University of Virginia Engineering Professor Toby Berger to Receive IEEE Award for Exceptional Teaching of Graduate Students

July 11, 2006 -- Toby Berger, professor of electrical and computer engineering at the University of Virginia, has been named the recipient of the Leon K. Kirchmayer Graduate Teaching Award “for sustained excellence in graduate education and research in information theory” by the IEEE. The IEEE is the world’s leading profofessional association for the advancement of technology.

The award will be presented to Berger today at the IEEE International Symposium on Information Theory in Seattle, Washington.

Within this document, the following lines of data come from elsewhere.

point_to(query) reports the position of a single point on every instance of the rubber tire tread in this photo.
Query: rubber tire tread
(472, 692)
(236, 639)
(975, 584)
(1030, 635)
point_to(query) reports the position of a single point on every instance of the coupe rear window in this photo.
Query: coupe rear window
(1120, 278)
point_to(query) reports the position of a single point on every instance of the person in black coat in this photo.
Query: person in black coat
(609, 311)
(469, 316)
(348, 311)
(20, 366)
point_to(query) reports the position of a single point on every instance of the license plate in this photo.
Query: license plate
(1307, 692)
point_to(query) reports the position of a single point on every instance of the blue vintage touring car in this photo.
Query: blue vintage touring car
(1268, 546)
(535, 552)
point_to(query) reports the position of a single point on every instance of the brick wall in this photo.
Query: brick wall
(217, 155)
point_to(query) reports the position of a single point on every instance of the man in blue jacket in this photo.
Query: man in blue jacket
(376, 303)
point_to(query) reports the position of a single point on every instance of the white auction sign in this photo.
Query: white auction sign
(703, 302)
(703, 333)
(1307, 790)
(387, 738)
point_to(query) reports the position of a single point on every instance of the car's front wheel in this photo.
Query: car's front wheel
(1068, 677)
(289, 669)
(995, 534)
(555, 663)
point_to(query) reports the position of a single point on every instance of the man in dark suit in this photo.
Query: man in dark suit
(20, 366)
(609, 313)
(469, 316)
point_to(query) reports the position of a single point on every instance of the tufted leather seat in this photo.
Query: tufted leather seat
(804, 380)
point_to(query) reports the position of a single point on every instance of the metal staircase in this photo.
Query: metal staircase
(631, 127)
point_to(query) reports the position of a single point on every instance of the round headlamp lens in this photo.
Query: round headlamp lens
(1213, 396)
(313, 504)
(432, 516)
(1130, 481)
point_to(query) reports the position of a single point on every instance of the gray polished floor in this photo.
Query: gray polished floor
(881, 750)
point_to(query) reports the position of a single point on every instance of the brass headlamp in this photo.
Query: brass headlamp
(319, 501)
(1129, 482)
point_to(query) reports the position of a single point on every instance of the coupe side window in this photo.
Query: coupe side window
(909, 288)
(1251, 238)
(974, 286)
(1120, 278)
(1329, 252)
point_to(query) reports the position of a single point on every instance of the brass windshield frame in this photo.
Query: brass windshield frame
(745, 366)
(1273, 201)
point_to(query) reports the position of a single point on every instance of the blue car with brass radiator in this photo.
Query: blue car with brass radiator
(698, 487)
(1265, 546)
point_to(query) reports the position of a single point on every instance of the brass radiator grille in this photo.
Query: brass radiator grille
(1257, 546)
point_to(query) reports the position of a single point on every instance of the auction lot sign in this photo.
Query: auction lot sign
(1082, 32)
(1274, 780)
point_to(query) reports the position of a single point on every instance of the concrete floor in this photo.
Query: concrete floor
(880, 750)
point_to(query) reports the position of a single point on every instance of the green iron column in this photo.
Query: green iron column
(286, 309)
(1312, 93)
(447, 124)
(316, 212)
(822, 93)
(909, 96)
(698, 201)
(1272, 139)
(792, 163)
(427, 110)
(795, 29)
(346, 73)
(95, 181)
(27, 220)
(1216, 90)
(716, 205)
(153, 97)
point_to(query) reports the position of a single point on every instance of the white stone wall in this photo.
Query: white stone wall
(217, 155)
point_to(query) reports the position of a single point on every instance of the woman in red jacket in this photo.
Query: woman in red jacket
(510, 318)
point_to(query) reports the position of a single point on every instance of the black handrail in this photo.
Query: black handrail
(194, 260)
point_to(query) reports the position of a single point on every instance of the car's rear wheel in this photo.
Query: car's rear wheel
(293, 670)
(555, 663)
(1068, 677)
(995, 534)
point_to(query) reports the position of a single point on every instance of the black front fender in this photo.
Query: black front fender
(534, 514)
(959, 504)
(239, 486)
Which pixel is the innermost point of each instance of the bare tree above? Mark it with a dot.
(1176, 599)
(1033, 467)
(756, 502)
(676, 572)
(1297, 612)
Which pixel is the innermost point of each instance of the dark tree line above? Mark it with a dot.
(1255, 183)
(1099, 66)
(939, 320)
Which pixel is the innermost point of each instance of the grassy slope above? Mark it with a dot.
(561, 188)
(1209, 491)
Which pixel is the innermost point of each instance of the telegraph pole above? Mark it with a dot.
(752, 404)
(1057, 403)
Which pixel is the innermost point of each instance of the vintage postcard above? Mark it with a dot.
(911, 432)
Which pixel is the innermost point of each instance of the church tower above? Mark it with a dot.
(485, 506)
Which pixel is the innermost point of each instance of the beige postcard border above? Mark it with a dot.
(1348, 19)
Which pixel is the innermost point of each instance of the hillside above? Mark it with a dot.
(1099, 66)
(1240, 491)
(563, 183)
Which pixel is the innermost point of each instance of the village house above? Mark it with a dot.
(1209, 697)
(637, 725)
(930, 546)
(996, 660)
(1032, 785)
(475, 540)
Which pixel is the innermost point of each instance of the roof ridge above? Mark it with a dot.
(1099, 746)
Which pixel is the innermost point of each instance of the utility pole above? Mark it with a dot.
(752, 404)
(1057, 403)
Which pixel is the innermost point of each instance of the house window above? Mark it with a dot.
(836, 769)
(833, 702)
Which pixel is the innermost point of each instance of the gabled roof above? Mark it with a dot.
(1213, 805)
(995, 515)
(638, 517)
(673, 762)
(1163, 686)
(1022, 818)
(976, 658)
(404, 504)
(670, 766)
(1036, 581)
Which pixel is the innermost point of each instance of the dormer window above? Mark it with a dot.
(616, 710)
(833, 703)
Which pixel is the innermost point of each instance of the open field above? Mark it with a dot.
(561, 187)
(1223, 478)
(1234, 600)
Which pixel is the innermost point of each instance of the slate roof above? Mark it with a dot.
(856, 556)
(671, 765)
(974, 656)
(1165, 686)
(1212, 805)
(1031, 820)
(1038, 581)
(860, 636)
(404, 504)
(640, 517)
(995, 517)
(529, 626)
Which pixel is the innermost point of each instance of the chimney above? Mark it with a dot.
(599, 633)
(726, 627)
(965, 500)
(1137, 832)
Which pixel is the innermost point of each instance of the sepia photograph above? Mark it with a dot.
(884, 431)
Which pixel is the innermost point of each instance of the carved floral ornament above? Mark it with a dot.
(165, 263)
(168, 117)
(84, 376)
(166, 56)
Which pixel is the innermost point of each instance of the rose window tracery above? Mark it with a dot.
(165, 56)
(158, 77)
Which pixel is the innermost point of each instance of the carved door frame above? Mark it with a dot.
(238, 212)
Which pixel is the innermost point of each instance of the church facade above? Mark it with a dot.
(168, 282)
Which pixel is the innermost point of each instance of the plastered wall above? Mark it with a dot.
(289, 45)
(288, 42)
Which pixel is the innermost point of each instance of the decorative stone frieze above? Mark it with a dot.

As a professor of electrical engineering for 37 years, primarily at Cornell University, Berger has developed a number of graduate courses in information theory and communications networks. His path-breaking course on biological information theory, which bridged classic information theory and the brain’s cognitive elements, was the first ever offered at a university.

Now a professor in the Charles L. Brown Department of Electrical and Computer Engineering at U.Va., Berger continues to be recognized as a gifted supervisor of graduate engineering students.

Berger has authored several books, including “Rate Distortion Theory: A Mathematical Basis for Data Compression,” a seminal text that helped shape that branch of information theory research for more than 30 years. He has co-authored more than 60 journal articles and 250 conference papers with students, enhancing their research and writing abilities in the process.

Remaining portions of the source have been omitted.